Cette lettre à Rochefort puait le chantage. L’ancien agent, avec toutes sortes de sous-entendus, y invitait le pamphlétaire à provoquer la revision du procès Dreyfus, « nul n’étant mieux qualifié pour établir la vérité » que l’homme qui avait eu « la haute direction du syndicat Esterhazy » et reçu les subsides du père Bailly. Cependant. Lemercier-Picard pourrait le suppléer dans cette tâche. « Les documents qu’il possède lui donnent une certaine autorité dans la matière[2]. »

Séverine avait eu de bruyants démêlés avec Rochefort. L’ancien agent escomptait la haine de la femme outragée qui, tenant sa vengeance, publierait la lettre.

Comme il signait Durandin, elle n’avait aucun soupçon qu’il fût le même que Lemercier-Picard. Encore une fois, l’entrevue manqua.

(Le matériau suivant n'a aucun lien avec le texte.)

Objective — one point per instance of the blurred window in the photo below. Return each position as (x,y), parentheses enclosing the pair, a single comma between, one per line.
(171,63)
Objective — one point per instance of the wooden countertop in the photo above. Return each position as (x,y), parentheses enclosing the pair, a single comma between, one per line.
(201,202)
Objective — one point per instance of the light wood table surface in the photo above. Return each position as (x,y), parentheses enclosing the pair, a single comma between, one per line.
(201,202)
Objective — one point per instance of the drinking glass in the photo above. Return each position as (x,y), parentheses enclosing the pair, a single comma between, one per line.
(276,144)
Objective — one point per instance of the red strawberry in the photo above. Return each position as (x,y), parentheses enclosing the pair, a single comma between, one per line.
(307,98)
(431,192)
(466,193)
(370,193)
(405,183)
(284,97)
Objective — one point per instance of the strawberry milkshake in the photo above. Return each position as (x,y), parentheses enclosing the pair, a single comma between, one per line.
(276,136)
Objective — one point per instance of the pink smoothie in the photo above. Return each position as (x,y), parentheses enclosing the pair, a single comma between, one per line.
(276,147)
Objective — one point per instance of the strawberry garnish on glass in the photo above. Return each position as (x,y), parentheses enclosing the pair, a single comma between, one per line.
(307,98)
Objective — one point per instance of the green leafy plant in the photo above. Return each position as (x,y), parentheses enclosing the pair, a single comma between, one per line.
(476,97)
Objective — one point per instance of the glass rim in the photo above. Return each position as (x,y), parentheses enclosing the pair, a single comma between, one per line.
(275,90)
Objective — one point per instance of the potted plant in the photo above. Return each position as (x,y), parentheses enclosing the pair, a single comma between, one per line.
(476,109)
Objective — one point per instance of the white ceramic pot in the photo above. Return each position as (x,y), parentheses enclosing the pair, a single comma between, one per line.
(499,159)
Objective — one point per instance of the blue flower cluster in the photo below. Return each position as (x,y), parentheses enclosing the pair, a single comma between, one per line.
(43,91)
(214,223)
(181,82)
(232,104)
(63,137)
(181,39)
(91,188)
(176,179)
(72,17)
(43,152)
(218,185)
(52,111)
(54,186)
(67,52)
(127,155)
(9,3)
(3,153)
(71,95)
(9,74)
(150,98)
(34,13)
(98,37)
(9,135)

En fait, le misérable, à travers ces intrigues croisées, ne cherchait qu’à se procurer de l’argent et, n’ayant jamais vécu que de faux et d’escroqueries, il continuait son commerce. Il sollicitait aussi, pleurant misère, des personnes réputées pour leur

  1. Séverine, Vers la Lumière, 294. — La lettre est signée Durandin. Il prie Séverine de lui répondre aux initiales A. D. B., 1885, poste restante, Chambre des députés.
  2. Séverine, 298 à 300. — Il raille encore Rochefort de n’avoir pas osé interjeter appel contre le jugement auquel je l’avais fait condamner. « Dans la troisième période de ce procès mémorable, tous ceux qui, pour des raisons de lucre, ont pris position contre la vérité, devront s’effacer devant elle ». Cette vérité éclatera et Rochefort y aidera, « dût-il, après, solliciter le pardon de Léon XIII ». — Rochefort, avant que cette lettre ne fût publiée, avait écrit, le 10 mars 1898, dans l’Intransigeant : « Toutes les assertions de cet inconnu étaient rigoureusement exactes. »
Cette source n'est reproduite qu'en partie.